Re: mandoc style warning about text lines > 80 bytes

2021-06-27 Thread Ingo Schwarze
Hi Jason,

Jason McIntyre wrote on Sat, Jun 26, 2021 at 06:55:44PM +0100:

> i count mkhybrid as 3rd party. the man page is still old style, and has
> only 2 commits in 20 years. if it is ours, it needs considerable work.

Fair enough, you are probably right about that.

> i have no strong opinions. it actually doesn;t really touch anything i
> do - i never check pages for long lines, though i do shorten them if i'm
> doing other stuff on a page. i guess the question is more if others
> would find it handy to have it flagged, or disruptive.

It appears some consider it potentially useful.

> on balance, i'd be fine with such an addition.

Thanks to all three of you for checking, it is now committed.

Yours,
  Ingo



Re: mandoc style warning about text lines > 80 bytes

2021-06-27 Thread Klemens Nanni
On Sat, Jun 26, 2021 at 08:06:58PM +0200, Theo Buehler wrote:
> On Sat, Jun 26, 2021 at 07:20:52PM +0200, Ingo Schwarze wrote:
> > Hi Jason and Theo,
> > 
> > Jason McIntyre wrote on Tue, Jun 22, 2021 at 06:37:27AM +0100:
> > > On Tue, Jun 22, 2021 at 04:48:39AM +0200, Theo Buehler wrote:
> > 
> > >> You have two overlong lines as indicated below. I would have thought
> > >> that mandoc -Tlint complains about that, but apparently it doesn't have
> > >> such a warning... With those wrapped,
> >  
> > > yes, there is no feedback on long lines. although we try to keep the
> > > source less than 80 width, there are some places where it is not
> > > possible.
> > > 
> > > i'm not sure whether adding a warning would be helpful or disruptive.
> > 
> > Here is a patch implementing such a style warning, leaning very
> > heavily into the direction of never producing false positives, that
> > is, not warning about long lines
> > 
> >  - in no-fill mode (e.g., .Bd -literal, .EX, .nf and the like)
> >  - that start with a dot (normal macro and request lines)
> >or with a non-standard control character
> >  - that start with a space character or with an escape sequence
> >  - in tbl(7) context
> >  - in eqn(7) context
> >  - that do not contain a blank character before column 80
> 
> This sounds perfectly reasonable.
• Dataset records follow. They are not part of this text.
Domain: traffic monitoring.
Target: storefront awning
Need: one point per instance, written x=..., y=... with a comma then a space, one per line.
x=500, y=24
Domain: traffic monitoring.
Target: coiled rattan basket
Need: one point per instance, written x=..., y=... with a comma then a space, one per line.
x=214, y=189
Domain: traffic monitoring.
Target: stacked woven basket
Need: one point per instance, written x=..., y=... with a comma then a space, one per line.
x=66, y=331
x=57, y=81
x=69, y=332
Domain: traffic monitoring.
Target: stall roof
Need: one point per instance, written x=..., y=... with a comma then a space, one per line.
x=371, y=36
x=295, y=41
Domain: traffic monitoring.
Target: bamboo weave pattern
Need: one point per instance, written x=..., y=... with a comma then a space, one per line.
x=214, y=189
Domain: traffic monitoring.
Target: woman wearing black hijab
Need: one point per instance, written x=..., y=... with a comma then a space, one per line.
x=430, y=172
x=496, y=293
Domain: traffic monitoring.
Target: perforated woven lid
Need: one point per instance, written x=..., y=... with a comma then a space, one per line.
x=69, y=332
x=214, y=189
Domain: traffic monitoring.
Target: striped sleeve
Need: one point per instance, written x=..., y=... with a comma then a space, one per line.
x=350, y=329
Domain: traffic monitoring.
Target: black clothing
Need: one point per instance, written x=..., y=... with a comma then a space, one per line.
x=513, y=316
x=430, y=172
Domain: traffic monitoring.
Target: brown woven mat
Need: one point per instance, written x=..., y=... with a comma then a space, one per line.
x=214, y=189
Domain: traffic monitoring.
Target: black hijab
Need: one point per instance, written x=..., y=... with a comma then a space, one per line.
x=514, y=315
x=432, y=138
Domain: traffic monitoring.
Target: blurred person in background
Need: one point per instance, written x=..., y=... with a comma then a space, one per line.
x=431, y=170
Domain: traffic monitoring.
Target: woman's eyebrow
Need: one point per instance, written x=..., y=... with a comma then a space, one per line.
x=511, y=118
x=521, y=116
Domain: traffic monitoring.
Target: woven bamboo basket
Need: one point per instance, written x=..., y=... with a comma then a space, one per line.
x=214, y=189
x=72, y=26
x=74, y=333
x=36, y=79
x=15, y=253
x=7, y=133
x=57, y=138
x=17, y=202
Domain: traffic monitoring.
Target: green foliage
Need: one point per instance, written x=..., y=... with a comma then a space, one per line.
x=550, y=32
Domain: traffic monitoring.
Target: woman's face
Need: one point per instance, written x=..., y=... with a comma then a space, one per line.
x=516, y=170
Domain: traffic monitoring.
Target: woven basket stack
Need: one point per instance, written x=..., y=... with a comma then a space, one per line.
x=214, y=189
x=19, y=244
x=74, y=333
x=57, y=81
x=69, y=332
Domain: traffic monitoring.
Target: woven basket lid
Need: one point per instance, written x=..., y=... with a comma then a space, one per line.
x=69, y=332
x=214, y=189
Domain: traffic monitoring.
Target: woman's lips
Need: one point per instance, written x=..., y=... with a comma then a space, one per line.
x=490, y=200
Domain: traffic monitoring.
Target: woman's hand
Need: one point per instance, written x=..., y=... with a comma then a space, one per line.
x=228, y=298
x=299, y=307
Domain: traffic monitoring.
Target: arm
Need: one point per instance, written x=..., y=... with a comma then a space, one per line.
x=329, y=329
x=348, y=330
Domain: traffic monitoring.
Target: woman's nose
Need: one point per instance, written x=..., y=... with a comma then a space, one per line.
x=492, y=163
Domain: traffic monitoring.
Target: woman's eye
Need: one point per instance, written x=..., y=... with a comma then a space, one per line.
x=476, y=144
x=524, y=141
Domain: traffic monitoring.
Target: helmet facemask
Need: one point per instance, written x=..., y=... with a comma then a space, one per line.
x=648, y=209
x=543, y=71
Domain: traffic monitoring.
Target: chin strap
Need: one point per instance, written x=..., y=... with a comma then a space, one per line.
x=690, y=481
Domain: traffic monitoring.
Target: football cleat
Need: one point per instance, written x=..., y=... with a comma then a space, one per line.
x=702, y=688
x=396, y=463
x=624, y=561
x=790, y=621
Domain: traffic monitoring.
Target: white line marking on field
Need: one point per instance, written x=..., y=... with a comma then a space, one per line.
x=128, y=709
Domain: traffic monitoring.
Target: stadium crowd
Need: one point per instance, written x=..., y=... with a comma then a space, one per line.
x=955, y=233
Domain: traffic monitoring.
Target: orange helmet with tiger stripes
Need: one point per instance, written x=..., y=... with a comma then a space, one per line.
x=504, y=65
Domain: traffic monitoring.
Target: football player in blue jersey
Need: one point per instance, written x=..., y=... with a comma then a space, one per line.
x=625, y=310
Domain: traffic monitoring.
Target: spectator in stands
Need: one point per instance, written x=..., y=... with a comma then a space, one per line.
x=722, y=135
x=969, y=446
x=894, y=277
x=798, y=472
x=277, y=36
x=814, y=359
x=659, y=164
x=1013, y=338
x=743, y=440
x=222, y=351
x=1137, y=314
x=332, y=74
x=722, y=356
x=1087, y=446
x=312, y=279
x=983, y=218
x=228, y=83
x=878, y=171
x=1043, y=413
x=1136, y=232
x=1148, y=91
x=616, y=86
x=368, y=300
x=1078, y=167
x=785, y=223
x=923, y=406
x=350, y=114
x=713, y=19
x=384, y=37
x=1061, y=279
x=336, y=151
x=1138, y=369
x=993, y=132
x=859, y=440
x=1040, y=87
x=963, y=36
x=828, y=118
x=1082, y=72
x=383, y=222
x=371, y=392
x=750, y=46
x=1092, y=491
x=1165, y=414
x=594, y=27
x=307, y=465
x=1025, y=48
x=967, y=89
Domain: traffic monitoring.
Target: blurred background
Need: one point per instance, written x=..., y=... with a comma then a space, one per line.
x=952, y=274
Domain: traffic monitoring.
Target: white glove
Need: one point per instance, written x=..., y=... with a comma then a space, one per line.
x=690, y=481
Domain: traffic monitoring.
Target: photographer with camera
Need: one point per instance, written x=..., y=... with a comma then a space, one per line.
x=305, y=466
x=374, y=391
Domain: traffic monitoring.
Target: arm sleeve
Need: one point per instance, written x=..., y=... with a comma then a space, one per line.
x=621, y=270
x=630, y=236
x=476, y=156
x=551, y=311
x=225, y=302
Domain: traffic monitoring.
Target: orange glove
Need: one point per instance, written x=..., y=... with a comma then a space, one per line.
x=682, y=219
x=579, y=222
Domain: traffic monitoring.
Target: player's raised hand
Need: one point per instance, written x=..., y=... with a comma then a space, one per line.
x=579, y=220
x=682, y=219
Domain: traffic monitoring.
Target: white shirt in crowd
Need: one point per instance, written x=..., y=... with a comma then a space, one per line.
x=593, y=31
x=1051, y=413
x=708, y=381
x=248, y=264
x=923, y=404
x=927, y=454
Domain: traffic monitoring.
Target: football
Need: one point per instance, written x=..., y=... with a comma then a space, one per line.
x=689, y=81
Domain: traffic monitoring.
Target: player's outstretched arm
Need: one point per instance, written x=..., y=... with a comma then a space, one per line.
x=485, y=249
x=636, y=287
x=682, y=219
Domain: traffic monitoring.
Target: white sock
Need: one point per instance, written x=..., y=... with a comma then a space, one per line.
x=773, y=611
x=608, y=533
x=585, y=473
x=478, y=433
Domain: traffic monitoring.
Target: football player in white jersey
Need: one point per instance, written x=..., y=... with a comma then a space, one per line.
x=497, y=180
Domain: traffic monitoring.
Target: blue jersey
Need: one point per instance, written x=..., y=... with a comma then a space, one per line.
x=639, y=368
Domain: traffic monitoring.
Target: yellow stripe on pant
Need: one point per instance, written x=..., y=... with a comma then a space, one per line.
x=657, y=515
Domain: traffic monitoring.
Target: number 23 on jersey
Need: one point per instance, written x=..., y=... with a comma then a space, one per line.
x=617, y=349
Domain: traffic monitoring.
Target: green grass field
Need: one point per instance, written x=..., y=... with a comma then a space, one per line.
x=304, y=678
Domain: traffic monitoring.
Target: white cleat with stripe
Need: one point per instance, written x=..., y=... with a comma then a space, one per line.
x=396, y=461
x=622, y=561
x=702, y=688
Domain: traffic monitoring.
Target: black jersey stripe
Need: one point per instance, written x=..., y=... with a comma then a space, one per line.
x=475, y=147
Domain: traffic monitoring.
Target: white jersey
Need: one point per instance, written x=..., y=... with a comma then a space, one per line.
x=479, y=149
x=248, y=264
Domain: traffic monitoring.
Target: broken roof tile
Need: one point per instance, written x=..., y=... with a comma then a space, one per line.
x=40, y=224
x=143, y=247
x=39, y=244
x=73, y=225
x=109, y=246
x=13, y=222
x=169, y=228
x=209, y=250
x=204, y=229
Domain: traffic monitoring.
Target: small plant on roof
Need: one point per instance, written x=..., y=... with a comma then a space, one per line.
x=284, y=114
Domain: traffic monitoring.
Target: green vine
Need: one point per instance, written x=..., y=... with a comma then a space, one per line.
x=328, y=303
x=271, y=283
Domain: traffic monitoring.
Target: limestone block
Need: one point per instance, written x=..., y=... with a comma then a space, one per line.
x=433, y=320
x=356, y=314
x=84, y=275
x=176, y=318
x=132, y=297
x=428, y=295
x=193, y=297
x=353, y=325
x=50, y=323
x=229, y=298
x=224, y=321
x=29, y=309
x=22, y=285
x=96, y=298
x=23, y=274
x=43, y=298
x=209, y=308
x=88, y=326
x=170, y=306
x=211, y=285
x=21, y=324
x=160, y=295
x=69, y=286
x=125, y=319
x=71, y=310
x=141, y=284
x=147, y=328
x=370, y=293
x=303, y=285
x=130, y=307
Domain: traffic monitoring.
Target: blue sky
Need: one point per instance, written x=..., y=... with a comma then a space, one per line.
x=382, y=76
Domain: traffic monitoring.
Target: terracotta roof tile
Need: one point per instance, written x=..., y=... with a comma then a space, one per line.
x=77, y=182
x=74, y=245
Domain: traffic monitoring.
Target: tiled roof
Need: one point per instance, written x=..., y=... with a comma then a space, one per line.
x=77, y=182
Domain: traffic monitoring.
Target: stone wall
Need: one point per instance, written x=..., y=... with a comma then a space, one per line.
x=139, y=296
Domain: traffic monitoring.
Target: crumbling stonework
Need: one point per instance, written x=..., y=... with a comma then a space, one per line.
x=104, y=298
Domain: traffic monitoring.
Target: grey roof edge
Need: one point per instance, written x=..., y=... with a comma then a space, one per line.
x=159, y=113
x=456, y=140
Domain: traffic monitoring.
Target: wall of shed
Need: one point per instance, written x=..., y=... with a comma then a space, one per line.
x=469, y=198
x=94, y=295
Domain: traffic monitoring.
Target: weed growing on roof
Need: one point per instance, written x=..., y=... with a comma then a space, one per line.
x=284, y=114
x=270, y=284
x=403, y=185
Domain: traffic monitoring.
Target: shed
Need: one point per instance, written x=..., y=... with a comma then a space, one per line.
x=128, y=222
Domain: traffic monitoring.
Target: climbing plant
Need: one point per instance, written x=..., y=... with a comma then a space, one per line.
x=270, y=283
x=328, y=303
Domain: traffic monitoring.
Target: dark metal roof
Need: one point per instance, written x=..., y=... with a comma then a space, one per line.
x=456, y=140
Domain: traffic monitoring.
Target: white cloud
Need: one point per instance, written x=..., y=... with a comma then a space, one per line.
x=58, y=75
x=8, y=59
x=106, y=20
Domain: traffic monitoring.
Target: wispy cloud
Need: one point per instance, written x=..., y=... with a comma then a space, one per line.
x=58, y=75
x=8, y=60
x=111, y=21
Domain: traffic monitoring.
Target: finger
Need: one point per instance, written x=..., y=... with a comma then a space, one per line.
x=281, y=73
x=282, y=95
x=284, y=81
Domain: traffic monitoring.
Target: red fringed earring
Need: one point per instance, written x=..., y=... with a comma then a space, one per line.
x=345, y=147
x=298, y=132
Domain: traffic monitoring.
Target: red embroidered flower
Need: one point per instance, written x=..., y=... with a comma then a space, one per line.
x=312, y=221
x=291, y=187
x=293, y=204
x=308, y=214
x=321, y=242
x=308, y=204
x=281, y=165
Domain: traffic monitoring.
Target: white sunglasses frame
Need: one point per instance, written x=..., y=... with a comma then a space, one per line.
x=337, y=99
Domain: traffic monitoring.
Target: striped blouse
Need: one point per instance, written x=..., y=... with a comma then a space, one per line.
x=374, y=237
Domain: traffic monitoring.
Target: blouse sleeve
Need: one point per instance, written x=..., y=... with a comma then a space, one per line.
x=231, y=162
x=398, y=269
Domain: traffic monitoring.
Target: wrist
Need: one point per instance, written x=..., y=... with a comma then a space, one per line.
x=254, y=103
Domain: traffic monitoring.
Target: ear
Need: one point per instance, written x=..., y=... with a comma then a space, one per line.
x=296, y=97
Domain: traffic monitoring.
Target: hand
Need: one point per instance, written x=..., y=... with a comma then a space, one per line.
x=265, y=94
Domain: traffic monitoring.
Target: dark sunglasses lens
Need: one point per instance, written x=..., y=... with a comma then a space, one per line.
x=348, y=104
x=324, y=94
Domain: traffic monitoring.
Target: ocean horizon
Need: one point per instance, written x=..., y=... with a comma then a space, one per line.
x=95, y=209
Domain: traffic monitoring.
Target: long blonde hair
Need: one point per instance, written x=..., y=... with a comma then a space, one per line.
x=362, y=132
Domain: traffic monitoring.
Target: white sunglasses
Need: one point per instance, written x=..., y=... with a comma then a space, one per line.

While I don't think I'm likely to
> introduce overlong lines myself, I believe it's a useful warning for
> development. Since you've already done the work, I am in favor of
> committing this. It's not expensive at all in terms of runtime and code
> complexity. I agree that it won't be disruptive.
> 
> The code reads fine, thanks!

Agreed.

OK kn



Re: mandoc style warning about text lines > 80 bytes

2021-06-26 Thread Theo Buehler
On Sat, Jun 26, 2021 at 07:20:52PM +0200, Ingo Schwarze wrote:
> Hi Jason and Theo,
> 
> Jason McIntyre wrote on Tue, Jun 22, 2021 at 06:37:27AM +0100:
> > On Tue, Jun 22, 2021 at 04:48:39AM +0200, Theo Buehler wrote:
> 
> >> You have two overlong lines as indicated below. I would have thought
> >> that mandoc -Tlint complains about that, but apparently it doesn't have
> >> such a warning... With those wrapped,
>  
> > yes, there is no feedback on long lines. although we try to keep the
> > source less than 80 width, there are some places where it is not
> > possible.
> > 
> > i'm not sure whether adding a warning would be helpful or disruptive.
> 
> Here is a patch implementing such a style warning, leaning very
> heavily into the direction of never producing false positives, that
> is, not warning about long lines
> 
>  - in no-fill mode (e.g., .Bd -literal, .EX, .nf and the like)
>  - that start with a dot (normal macro and request lines)
>or with a non-standard control character
>  - that start with a space character or with an escape sequence
>  - in tbl(7) context
>  - in eqn(7) context
>  - that do not contain a blank character before column 80

This sounds perfectly reasonable. While I don't think I'm likely to
introduce overlong lines myself, I believe it's a useful warning for
development. Since you've already done the work, I am in favor of
committing this. It's not expensive at all in terms of runtime and code
complexity. I agree that it won't be disruptive.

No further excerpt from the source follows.